Probably not! The Hype House has made its members more famous and rich, and also more depressed and anxious; it has taught them to value the shallowest things and has given them the facsimile of community in a deeply lonely industry, or, as Petrou describes it, “I feel like a kid who has all the toys in the world but no batteries to operate them.” Consider the Hype House’s most recent content on its TikTok account, all of which is either sponsorships for the energy drink that pays its bills or promo for the Netflix show, where they constantly complain about having to make sponsorship videos for said energy drink. The dream of a group of friends getting rich by having fun and making content has already died: Few of them are friends; none are having fun.

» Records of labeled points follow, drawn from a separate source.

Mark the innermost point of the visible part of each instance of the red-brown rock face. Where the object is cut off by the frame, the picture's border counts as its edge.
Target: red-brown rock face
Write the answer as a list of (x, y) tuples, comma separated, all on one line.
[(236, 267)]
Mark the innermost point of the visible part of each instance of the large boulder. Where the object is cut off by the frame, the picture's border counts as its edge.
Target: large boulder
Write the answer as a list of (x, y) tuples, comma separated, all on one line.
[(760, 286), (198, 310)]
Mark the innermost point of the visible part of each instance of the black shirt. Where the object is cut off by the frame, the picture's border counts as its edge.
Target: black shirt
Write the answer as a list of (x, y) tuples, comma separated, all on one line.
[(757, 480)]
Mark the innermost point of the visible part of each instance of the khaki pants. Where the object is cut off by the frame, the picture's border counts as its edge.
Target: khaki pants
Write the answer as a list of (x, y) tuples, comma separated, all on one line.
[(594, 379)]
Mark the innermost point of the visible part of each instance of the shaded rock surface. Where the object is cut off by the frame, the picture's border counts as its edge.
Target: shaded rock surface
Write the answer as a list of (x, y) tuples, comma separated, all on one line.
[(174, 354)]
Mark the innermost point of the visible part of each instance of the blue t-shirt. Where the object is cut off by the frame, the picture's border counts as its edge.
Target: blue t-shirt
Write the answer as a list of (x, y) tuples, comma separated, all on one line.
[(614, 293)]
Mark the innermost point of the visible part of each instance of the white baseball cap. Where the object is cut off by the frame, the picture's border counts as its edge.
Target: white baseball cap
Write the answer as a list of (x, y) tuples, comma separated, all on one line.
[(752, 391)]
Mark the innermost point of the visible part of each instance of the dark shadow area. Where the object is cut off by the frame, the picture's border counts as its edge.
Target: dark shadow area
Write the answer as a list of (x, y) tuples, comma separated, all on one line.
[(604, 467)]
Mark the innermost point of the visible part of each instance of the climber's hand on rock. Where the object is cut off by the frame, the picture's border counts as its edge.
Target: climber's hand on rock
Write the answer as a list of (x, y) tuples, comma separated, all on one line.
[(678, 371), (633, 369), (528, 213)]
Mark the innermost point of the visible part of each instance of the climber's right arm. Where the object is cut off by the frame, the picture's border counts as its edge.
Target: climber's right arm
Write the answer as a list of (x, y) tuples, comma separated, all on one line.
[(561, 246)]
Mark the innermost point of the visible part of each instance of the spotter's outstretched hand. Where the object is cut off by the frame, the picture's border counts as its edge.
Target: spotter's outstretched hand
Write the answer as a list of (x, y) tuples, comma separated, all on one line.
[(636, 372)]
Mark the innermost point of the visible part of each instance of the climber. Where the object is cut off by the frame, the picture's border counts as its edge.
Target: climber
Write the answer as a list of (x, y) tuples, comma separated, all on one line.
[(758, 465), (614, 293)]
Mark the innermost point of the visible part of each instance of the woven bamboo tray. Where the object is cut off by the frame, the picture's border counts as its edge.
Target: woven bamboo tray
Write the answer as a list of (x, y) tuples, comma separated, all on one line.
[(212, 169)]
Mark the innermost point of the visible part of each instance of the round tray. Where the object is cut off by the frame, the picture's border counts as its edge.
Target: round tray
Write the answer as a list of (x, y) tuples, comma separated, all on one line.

Hype House is a show about people who got famous filming themselves and whose ultimate goal is to become famous enough for someone else to hold the camera. Though they have, thanks to Netflix, achieved that goal, the series fails to show any real meaning to their whole performance, and instead shows how hollow it really is, bereft of joy or value. I could imagine Walter Benjamin finding Hype House extraordinarily fascinating, though, and I firmly believe it should be studied alongside Adorno and Horkheimer in every Media Studies 101 course.
It is a show about the precarity of the modern fame apparatus, the crushing churn of “content creation” as a profession, and the toll of too much attention on the human psyche. Lots of art attempts to claim that being rich and famous actually sucks, but only Hype House succeeds in making it seem so cheap and so sleazy, the creative equivalent of a crypto scam. If there’s a single takeaway from this show, it’s that the Hype House — and perhaps content houses altogether — must die.